The Supermicro bust that choked the grey market
The inflection point in the price surge traces directly to the arrest of Yih-Shyan ‘Wally’ Liaw, co-founder of Supermicro, on 19 March 2026. US federal prosecutors unsealed an indictment alleging that Liaw, Supermicro’s Taiwan general manager Ruei-Tsang Chang, and contractor Ting-Wei Sun conspired to divert roughly $2.5 billion in Supermicro servers, containing Nvidia’s export-controlled Blackwell-class AI chips, to Chinese buyers via a Southeast Asian pass-through company.
The scheme involved swapping serial numbers using heat guns, fabricating paperwork, and using fake replica servers to deceive government auditors. Liaw and Sun subsequently pleaded not guilty; Chang remains a fugitive.

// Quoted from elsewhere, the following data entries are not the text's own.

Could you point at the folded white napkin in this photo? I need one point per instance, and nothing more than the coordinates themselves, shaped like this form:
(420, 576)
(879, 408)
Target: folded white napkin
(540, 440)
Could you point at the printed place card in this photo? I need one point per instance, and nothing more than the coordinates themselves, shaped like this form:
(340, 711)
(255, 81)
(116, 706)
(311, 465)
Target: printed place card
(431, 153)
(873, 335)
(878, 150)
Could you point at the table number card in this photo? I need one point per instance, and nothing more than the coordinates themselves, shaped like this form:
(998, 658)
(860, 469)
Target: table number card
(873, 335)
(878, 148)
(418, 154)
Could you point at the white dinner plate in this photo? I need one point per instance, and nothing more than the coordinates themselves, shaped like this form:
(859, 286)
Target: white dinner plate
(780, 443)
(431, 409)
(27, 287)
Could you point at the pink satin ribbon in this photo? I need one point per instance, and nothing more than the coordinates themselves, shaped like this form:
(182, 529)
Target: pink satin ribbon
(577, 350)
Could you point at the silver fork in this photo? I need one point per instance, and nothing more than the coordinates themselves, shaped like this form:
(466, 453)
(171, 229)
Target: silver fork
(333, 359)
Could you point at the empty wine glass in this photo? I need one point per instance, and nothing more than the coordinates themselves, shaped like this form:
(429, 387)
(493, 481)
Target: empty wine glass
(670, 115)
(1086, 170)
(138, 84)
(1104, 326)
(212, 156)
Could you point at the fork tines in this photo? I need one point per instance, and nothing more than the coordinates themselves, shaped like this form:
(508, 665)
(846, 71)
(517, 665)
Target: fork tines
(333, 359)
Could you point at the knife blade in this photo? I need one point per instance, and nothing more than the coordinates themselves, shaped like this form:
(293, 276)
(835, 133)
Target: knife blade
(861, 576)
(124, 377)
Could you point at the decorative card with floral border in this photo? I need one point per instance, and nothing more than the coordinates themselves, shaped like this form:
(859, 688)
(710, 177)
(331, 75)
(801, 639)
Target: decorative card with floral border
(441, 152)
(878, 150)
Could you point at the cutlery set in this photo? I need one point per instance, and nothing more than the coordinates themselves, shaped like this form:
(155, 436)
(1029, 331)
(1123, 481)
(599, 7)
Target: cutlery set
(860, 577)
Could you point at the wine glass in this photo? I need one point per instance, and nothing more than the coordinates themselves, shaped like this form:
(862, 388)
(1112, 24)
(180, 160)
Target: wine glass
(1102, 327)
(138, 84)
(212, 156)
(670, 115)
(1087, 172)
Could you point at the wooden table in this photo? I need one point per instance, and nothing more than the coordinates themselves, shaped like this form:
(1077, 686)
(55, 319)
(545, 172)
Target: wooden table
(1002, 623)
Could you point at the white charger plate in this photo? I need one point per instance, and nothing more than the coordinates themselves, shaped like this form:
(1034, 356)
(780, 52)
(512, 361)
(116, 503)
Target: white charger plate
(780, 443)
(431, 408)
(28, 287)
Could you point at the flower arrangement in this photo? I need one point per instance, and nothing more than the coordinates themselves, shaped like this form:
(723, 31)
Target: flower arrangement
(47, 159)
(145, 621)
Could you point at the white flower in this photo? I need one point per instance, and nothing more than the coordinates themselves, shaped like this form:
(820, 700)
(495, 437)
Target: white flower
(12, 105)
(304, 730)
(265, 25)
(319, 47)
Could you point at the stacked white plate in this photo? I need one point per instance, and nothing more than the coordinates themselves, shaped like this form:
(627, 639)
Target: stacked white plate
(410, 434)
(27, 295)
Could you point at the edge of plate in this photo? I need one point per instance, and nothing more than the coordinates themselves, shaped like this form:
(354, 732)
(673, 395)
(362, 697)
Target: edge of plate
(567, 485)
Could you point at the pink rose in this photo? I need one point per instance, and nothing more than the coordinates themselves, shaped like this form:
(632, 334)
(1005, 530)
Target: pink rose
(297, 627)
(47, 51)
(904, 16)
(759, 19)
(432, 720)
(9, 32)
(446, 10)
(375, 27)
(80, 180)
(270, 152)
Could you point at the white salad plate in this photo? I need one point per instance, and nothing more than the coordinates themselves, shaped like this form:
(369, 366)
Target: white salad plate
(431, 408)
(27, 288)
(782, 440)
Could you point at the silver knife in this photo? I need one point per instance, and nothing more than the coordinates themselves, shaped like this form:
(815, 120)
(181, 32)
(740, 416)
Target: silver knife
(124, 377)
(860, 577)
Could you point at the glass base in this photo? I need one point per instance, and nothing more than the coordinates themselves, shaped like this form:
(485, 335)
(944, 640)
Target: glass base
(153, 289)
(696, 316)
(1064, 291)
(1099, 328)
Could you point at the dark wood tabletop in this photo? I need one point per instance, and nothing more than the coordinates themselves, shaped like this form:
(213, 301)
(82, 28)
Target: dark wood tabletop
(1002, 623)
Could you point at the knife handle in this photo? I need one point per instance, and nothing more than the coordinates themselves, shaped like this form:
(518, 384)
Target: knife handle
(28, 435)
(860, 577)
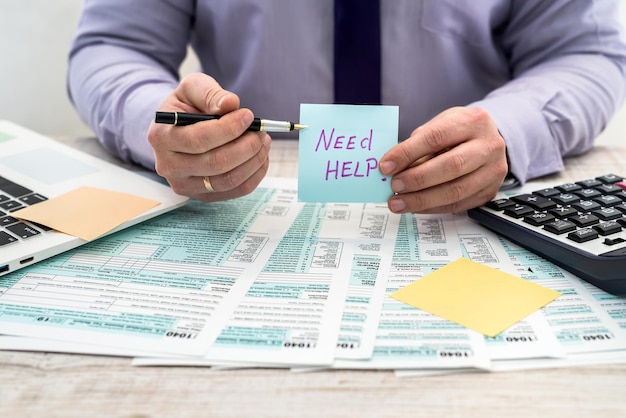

Supermicro’s shares fell 33% on the day the indictment was unsealed, erasing more than $6 billion in market capitalisation. Liaw resigned from the board immediately.
The prosecution is the highest-profile enforcement action yet under the AI chip export control regime the US has been tightening since 2022, and its effect on grey market supply appears to have been immediate: the arrest signalled to the broader network of brokers, logistics companies, and intermediaries that the enforcement risk had materially increased, sharply reducing the volume of hardware being diverted through unofficial channels.
NVIDIA has publicly distanced itself from the grey market supply chain, stating that the B300 is restricted from sale in China and that partners must comply strictly with export rules.